From my points traceroutes are not ok over icmp. MTR over TCP/80 ,but over icmp show drop on hop 13. Maybe there is ratelimit/buffer is full or network issue.

root@pve:~# mtr -r 161.53.131.81
Start: Mon Dec 31 09:49:44 2018
HOST: pve Loss% Snt Last Avg Best Wrst StDev
1.|-- 172.17.250.1 0.0% 10 0.6 0.7 0.4 1.1 0.0
2.|-- 87.120.166.1 0.0% 10 0.9 1.1 0.7 1.4 0.0
3.|-- 212.73.142.233.neterra.ne 40.0% 10 7.0 63.8 7.0 95.3 30.4
4.|-- xe-4-2-0-200.bar1.Sofia1. 0.0% 10 5.7 5.8 5.6 6.4 0.0
5.|-- ae-2-3203.ear3.Frankfurt1 90.0% 10 47.6 47.6 47.6 47.6 0.0
6.|-- Cogent-level3-200G.Frankf 0.0% 10 48.0 48.0 47.1 48.8 0.0
7.|-- be2846.ccr42.fra03.atlas. 0.0% 10 42.1 42.8 42.1 44.7 0.5
8.|-- be2960.ccr22.muc03.atlas. 0.0% 10 49.4 48.3 48.0 49.4 0.3
9.|-- be3462.ccr52.vie01.atlas. 10.0% 10 48.2 48.0 47.5 48.7 0.0
10.|-- be3465.rcr21.zag01.atlas. 0.0% 10 56.7 56.8 56.1 58.1 0.5
11.|-- te0-0-2-0.nr11.b020911-1. 0.0% 10 57.0 56.8 56.4 57.3 0.0
12.|-- 149.14.6.18 0.0% 10 56.4 57.1 56.4 57.8 0.0
13.|-- ??? 100.0 10 0.0 0.0 0.0 0.0 0.0

root@pve:~# mtr -Tr -P 80 161.53.131.81
Start: Mon Dec 31 09:44:49 2018
HOST: pve Loss% Snt Last Avg Best Wrst StDev
1.|-- 172.17.250.1 0.0% 10 0.7 0.7 0.5 1.0 0.0
2.|-- 87.120.166.1 0.0% 10 1.7 1.9 1.2 3.2 0.3
3.|-- 212.73.142.233.neterra.ne 0.0% 10 6.0 20.6 5.5 90.6 26.5
4.|-- xe-4-2-0-200.bar1.Sofia1. 0.0% 10 6.0 9.8 5.6 25.1 7.2
5.|-- ae-2-3203.ear3.Frankfurt1 50.0% 10 7338. 2718. 47.6 7338. 2994.3
6.|-- Cogent-level3-200G.Frankf 0.0% 10 48.3 48.1 47.6 49.7 0.5
7.|-- be2846.ccr42.fra03.atlas. 0.0% 10 42.6 43.2 42.5 44.4 0.3
8.|-- be2960.ccr22.muc03.atlas. 0.0% 10 48.8 48.5 47.8 49.6 0.3
9.|-- be2974.ccr51.vie01.atlas. 0.0% 10 47.9 48.4 47.9 50.5 0.7
10.|-- be2594.rcr21.zag01.atlas. 0.0% 10 56.3 56.8 56.1 58.2 0.5
11.|-- te0-0-2-0.nr11.b020911-1. 0.0% 10 56.8 57.2 56.6 57.8 0.0
12.|-- 149.14.6.18 0.0% 10 56.9 57.3 56.6 58.3 0.0
13.|-- ??? 100.0 10 0.0 0.0 0.0 0.0 0.0
14.|-- ??? 100.0 10 0.0 0.0 0.0 0.0 0.0
15.|-- ??? 100.0 10 0.0 0.0 0.0 0.0 0.0
16.|-- grgur.irb.hr 0.0% 10 63.8 180.5 62.5 1088. 321.8


#4

Thank you for your effort. It was something going on in the Internet, as littlejason99 said, somewhere way out of my control. Thank’s nikolay for your traceroutes. During that time I had actually quite weird traceroutes away from my servers, quite different from incoming routes.

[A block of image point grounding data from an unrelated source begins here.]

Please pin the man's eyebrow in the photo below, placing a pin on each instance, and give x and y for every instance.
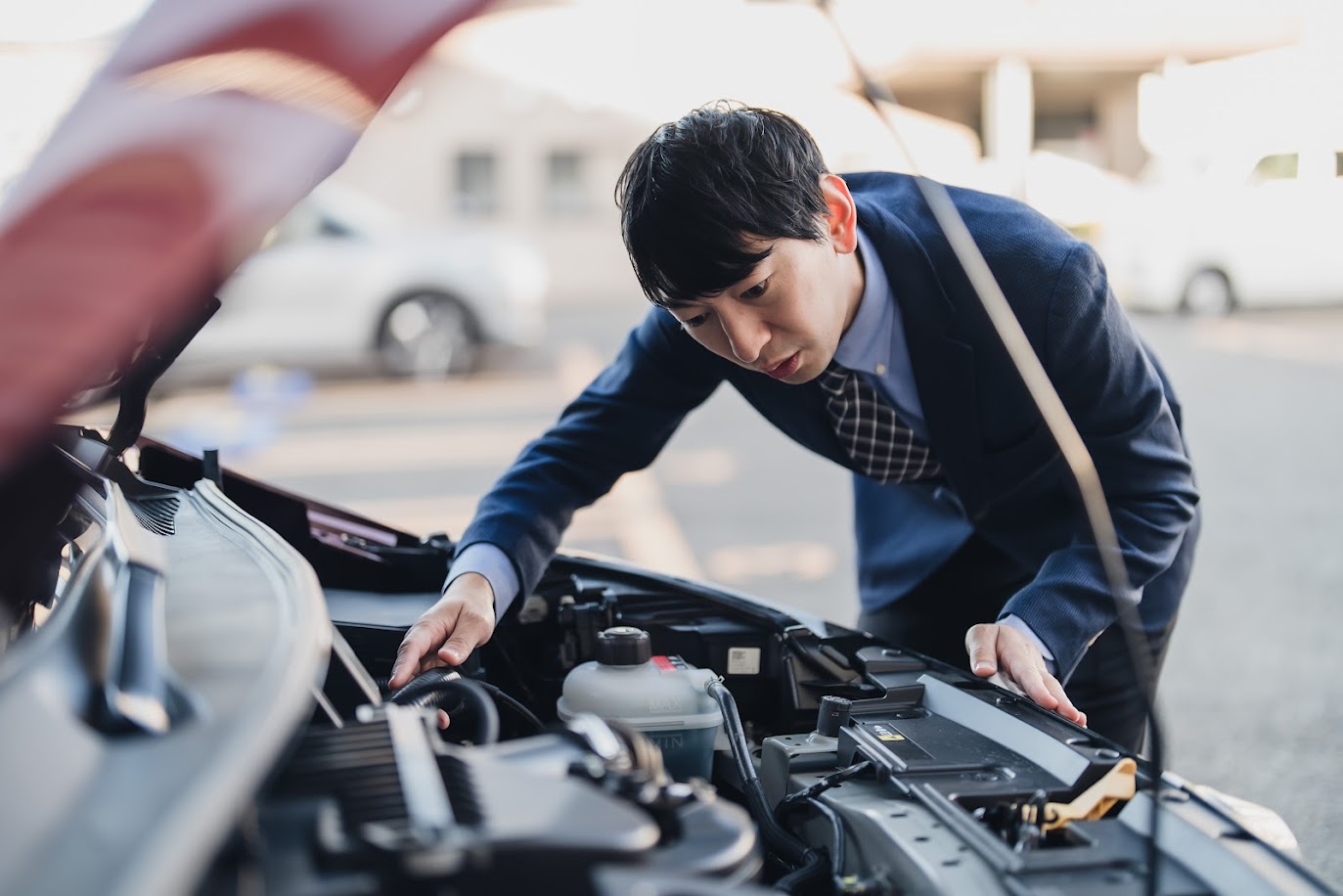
(683, 304)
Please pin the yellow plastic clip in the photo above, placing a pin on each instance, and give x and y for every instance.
(1119, 784)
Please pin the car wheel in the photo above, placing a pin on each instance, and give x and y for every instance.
(427, 335)
(1208, 293)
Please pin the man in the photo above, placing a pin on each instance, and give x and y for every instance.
(835, 306)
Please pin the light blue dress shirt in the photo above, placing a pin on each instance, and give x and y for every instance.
(873, 345)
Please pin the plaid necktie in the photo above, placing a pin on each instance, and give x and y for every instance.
(872, 432)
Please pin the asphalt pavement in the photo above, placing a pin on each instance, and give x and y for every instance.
(1252, 694)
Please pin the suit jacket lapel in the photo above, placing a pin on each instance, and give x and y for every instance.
(943, 363)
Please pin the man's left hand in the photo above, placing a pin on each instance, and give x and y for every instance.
(1005, 651)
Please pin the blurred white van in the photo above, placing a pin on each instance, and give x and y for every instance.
(1245, 230)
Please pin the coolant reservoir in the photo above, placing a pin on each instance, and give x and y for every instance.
(662, 697)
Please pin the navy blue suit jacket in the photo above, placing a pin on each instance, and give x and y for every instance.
(993, 445)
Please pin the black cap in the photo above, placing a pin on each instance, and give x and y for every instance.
(831, 715)
(623, 647)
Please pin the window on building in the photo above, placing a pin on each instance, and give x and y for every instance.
(1277, 166)
(565, 194)
(477, 184)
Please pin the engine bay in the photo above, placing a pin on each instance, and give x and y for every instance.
(224, 648)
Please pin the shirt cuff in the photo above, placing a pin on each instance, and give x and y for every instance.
(1019, 625)
(490, 561)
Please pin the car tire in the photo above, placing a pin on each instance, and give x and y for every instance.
(427, 336)
(1208, 293)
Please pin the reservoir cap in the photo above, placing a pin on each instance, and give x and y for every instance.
(623, 647)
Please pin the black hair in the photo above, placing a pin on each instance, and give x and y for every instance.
(700, 190)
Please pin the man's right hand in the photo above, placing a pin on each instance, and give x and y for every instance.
(446, 633)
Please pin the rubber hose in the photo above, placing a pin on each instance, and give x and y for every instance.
(794, 850)
(477, 698)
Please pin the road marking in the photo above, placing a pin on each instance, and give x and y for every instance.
(805, 560)
(1277, 341)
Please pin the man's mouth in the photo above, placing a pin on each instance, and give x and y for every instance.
(784, 368)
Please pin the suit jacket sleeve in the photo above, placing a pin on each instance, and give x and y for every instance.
(619, 424)
(1116, 399)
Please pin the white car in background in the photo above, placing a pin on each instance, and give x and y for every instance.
(1249, 230)
(341, 284)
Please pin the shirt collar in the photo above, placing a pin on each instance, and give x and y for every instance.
(867, 344)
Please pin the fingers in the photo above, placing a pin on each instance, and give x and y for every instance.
(420, 641)
(471, 630)
(1017, 661)
(446, 633)
(982, 647)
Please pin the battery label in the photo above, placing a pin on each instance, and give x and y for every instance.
(895, 740)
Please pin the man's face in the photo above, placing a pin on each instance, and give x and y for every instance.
(785, 319)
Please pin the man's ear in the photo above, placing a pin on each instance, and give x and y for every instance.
(841, 214)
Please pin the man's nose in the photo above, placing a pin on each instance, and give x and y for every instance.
(745, 334)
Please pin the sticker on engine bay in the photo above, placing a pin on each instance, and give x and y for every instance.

The problem was obviously solved somewhere, seems just when people started working again after New Year… :slight_smile: Everything is normal from around 13:00 UTC Wednesday 2/1/2019.

However, and that is why I sincerely support the idea of geodistributed monitoring servers for the NTP pool, both from “Los Angeles, CA (4 samples)” and “Zurich (3 samples)” monitors I had during the whole time a pure score of 20!